Com a posição de neutralidade de Portugal durante a Segunda Guerra Mundial, declarada unilateralmente logo em Setembro de 1939, Lisboa adquiriu uma aura de lugar priveligiado de intriga internacional e de diplomacia mundial. Uma fachada de normalidade formal fixada nas imagens da aceitação dos embaixadores especiais no Palácio da Ajuda em 1940, a chegada crescente de refugiados que procuravam desesperadamente encontrar uma passagem marítima para os Estados Unidos da América e Ibero-América foram factores decisivos para a consolidação desta nova opinião internacional que se construiu de Lisboa. Outro elemento importante foi também o estabelecimento de voos regulares entre Port Washington (Long Island) e Lisboa, assegurados por hidroaviões de passageiros (os clippers Boieng-314 da Pan American Airlines) a partir de Junho de 1939. Apesar de utilizados por uma minoria privilegiada de muito ricos, a modernidade, rapidez e sofisticação deste meio transporte ajudou a reforçar a imagem de uma certa modernidade e de cosmopolitismo da cidade. Ponto nevrálgico de rotas marítimas e aéreas, Lisboa reforçou a sua posição no “mapa-mundo norte americano” a partir do momento em que na grande produção Casablanca (1942) de Michael Curtiz, a cidade constitui o destino onde muitos desejavam chegar desesperadamente.
O presente texto analisa duas obras cinematográficas. Um anterior a Casablanca e outra posterior, ambas realizadas durante o conflito mundial. A primeira intitulada One Night in Lisbon (1941) foi dirigida por Edward H. Griffith para a Paramount Pictures. A segunda, Storm over Lisbon (1944), de George Sherman para a Republic Pictures. Ambos os filmes resultam de uma mistura de ideias preconcebidas sobre Lisboa e sobre Portugal e de uma tentativa de reconstituição de edifícios, ambientes e paisagens que realmente existiram(1).
One night in Lisbon. Adaptações de circunstância.
Para compreender a imagem de Lisboa neste filme é importante analisar o contexto temporal, político e de produção que presidiu à sua realização. Deve ser assim recordado que os Estados Unidos só entraram na Guerra, em Dezembro de 1941 e que o filme foi estreado em Maio desse ano. É pois num ambiente de tensão e de entrada iminente dos Estados Unidos na Guerra em auxílio da Grã-Bretanha - sua aliada de sangue e tão flagelada pelos raides aéreos germânicos - que o filme é produzido.
O guião de One Night in Lisbon é baseado na peça de teatro There’s Always a Juliet de John Van Druten (1901-1957).
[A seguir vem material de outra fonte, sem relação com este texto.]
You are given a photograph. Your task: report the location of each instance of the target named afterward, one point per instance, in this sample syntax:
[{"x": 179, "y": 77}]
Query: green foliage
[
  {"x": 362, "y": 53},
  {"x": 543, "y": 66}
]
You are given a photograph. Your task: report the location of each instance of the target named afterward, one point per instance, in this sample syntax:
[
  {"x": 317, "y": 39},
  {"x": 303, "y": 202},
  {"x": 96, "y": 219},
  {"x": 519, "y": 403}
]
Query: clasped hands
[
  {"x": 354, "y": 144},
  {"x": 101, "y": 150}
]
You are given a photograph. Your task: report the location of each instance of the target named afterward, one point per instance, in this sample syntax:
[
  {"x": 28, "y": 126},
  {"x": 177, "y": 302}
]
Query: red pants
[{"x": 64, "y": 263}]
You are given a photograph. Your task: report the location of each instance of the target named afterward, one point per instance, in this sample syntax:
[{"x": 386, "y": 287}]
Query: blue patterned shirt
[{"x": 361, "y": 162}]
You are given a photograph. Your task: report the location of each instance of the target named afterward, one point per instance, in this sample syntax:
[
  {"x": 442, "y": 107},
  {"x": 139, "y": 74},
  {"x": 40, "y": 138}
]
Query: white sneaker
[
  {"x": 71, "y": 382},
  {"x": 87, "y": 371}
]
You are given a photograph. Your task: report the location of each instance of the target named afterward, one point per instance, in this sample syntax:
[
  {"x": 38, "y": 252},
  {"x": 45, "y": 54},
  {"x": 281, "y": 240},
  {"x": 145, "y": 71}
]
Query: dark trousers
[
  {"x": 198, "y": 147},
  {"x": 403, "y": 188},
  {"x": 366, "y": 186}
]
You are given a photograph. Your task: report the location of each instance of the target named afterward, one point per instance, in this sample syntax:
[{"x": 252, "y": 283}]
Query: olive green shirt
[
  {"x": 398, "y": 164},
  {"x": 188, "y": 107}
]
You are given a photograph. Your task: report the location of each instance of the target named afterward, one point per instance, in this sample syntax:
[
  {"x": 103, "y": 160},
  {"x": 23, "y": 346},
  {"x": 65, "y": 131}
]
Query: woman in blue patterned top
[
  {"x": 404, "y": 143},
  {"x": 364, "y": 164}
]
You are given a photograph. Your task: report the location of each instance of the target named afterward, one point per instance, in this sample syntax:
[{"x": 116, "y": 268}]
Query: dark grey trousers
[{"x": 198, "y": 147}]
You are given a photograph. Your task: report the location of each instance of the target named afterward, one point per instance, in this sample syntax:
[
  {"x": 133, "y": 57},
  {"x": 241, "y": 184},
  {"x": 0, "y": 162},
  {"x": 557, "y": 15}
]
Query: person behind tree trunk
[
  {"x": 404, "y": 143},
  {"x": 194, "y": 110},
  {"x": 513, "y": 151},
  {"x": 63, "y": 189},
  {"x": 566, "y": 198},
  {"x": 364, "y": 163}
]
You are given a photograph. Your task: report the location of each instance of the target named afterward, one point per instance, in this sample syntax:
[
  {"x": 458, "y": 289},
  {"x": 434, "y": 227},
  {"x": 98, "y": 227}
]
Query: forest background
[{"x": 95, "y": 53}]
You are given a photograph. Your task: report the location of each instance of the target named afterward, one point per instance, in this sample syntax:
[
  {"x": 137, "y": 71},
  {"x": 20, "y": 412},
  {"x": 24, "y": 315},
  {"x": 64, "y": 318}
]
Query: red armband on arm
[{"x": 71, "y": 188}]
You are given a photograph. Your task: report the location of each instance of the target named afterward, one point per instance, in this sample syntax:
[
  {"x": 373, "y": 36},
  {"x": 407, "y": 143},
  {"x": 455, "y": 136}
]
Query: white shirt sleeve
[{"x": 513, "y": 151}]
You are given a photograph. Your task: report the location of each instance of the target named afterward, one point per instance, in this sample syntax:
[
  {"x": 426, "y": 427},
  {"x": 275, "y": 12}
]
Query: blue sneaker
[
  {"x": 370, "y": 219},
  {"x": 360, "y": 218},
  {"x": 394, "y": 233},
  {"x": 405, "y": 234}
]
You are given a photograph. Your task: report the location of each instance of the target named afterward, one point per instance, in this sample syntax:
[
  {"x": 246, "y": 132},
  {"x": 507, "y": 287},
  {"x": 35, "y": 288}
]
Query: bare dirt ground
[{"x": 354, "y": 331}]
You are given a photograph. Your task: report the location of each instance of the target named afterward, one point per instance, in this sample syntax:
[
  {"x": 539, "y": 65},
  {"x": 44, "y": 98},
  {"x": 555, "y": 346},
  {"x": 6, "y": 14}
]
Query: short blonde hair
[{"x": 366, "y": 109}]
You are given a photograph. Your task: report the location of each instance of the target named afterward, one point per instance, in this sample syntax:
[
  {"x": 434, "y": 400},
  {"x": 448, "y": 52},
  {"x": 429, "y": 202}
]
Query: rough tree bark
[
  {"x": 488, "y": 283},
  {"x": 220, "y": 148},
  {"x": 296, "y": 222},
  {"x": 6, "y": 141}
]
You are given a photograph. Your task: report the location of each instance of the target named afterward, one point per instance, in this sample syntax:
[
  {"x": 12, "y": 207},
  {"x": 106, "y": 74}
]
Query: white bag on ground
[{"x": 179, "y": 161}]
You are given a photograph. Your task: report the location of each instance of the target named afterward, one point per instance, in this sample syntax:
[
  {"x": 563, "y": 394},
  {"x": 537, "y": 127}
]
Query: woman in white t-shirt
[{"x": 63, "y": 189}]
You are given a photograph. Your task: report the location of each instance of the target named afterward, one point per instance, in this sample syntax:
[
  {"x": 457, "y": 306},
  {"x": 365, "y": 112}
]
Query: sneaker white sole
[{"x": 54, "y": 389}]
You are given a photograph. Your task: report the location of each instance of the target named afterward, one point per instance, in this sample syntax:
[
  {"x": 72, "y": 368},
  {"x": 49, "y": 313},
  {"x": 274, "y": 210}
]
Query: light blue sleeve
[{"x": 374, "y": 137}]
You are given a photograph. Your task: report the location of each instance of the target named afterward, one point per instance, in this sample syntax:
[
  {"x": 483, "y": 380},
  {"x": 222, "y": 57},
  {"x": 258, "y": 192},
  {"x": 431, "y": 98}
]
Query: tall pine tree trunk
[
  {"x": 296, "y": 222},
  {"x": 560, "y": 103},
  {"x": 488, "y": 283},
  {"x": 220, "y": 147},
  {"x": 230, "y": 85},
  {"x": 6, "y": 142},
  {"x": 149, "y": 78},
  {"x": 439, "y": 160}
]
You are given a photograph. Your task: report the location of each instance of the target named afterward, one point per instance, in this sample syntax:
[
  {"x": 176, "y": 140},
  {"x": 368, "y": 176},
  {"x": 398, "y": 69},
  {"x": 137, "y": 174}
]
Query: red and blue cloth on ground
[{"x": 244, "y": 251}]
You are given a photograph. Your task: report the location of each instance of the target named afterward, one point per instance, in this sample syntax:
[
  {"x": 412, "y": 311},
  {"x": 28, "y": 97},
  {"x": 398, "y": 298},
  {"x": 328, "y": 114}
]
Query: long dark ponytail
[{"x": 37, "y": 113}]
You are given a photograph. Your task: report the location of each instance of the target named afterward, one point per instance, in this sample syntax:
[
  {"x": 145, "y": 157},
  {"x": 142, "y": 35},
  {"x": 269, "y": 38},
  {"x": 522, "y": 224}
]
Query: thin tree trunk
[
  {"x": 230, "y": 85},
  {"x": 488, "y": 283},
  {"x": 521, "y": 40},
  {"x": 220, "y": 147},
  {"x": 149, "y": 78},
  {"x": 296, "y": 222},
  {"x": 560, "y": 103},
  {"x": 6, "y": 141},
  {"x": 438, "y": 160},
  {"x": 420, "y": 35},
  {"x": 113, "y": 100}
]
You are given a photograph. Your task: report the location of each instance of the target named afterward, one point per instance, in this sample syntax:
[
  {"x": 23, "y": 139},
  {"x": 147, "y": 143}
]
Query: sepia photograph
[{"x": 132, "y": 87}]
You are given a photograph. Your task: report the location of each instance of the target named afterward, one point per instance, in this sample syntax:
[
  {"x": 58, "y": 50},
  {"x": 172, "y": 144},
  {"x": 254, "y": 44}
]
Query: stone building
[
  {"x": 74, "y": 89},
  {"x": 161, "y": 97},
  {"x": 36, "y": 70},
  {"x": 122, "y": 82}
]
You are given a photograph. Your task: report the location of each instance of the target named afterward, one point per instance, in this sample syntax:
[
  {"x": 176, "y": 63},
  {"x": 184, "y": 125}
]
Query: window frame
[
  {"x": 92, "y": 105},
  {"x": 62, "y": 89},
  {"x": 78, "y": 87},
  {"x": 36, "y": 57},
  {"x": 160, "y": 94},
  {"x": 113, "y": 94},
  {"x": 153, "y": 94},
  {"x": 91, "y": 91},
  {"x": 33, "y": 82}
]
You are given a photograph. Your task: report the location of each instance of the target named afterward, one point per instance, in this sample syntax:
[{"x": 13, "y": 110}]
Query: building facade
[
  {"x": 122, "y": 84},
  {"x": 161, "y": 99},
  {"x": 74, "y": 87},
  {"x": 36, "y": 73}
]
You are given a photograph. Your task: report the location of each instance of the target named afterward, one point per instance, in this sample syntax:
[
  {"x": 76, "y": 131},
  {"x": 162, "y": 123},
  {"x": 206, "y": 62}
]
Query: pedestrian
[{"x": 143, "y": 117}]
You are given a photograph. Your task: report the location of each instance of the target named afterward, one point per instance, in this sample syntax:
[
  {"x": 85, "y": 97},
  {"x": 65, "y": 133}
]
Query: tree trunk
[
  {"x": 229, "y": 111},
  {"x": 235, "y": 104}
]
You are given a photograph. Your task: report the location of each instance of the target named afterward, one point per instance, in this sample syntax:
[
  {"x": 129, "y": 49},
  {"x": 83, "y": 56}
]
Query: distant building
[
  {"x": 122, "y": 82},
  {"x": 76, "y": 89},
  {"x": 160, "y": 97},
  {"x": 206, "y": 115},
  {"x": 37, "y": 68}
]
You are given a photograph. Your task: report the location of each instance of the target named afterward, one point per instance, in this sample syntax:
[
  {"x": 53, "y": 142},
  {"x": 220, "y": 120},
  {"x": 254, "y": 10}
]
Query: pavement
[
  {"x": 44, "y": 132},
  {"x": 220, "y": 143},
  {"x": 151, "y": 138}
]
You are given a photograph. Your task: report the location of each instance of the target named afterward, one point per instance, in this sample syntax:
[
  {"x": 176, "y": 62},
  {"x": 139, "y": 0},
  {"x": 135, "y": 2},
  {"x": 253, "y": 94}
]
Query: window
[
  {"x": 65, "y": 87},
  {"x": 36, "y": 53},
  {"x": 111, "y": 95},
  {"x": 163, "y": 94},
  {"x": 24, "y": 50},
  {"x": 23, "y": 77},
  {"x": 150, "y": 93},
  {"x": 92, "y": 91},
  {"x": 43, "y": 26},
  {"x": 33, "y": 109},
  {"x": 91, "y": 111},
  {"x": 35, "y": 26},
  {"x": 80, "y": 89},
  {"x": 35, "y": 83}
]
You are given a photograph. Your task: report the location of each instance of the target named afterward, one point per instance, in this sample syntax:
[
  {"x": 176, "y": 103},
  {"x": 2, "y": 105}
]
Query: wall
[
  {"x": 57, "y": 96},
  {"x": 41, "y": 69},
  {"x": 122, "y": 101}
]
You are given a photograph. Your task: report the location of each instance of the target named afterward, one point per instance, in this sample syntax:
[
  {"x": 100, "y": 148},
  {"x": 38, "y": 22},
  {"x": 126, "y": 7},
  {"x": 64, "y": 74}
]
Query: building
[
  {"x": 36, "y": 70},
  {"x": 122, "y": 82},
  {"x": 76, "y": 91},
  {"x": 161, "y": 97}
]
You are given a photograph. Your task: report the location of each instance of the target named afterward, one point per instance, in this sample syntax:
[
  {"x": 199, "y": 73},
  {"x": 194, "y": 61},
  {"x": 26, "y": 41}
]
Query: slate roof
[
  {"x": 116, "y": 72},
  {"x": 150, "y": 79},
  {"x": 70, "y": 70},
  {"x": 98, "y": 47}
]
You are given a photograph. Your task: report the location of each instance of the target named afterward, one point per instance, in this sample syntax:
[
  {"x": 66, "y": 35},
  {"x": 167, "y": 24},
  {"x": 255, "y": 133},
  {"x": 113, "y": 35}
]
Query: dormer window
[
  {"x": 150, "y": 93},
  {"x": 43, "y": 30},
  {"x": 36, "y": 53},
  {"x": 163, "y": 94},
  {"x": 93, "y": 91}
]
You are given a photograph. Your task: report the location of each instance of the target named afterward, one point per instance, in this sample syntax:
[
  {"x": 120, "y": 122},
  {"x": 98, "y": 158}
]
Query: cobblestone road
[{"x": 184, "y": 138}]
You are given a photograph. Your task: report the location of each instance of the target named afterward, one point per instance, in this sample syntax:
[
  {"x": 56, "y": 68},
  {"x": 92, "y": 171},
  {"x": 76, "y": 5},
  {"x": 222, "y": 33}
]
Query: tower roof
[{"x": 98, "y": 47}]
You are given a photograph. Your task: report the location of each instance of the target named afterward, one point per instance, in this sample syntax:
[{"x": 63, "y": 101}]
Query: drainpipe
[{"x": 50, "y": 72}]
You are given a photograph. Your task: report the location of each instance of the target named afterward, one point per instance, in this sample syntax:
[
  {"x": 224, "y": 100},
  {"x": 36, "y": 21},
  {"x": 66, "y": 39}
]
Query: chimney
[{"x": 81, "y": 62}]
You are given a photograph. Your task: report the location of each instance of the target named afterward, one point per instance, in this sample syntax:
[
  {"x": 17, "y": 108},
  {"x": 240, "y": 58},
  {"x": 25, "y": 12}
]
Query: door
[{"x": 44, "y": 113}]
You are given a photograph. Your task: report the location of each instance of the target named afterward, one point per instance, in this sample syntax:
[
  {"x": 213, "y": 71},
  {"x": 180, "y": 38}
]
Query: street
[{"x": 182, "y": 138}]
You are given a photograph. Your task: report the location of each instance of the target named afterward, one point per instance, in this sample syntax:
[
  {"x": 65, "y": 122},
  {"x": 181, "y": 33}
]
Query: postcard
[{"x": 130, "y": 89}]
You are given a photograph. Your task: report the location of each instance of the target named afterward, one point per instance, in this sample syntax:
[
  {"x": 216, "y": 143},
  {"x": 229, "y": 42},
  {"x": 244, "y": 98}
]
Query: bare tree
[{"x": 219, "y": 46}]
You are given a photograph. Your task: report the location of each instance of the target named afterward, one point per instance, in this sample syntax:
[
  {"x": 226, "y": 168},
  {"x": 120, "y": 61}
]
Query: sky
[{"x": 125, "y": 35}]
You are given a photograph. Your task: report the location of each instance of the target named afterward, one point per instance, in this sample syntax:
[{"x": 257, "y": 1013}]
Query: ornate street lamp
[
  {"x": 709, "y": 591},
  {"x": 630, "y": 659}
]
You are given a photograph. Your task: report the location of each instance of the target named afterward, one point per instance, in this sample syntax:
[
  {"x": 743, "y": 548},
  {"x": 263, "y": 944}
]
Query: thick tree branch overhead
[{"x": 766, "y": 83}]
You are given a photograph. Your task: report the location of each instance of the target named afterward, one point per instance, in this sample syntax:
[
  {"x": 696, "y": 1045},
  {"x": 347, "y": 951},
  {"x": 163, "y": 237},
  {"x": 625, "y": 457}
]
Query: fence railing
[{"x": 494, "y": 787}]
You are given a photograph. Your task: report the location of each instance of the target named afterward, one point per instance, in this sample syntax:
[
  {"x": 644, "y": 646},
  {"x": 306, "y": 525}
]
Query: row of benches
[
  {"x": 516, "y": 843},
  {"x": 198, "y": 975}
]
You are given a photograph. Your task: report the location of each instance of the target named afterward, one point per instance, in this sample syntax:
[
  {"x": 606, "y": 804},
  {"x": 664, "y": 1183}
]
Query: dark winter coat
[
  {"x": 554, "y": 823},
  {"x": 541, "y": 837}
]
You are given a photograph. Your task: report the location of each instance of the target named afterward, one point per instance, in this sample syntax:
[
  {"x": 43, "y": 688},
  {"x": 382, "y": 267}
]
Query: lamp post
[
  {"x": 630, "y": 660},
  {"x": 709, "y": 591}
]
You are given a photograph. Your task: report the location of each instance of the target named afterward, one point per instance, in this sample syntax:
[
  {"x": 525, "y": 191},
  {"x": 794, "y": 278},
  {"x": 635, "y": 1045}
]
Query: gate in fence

Antes de ser adaptada cinematograficamente a obra tinha obtido já um grande sucesso no teatro. Estreada em Londres no Apollo Theater em 1931, cruzou rápidamente o Atlântico para ser também apresentada em Nova Iorque em 1932, no Empire Theatre da Broadway. Para a popularidade de ambas versões teatrais contribuiu a eleição de actores de grande aceitação no momento: Edna Best e Herbert Marshall. A trama é estruturada num triângulo amoroso entre a jovem inglesa de alta sociedade Leonora Perrycoste, o seu prometido inglês Peter Walmsley e o americano Dwight Houston.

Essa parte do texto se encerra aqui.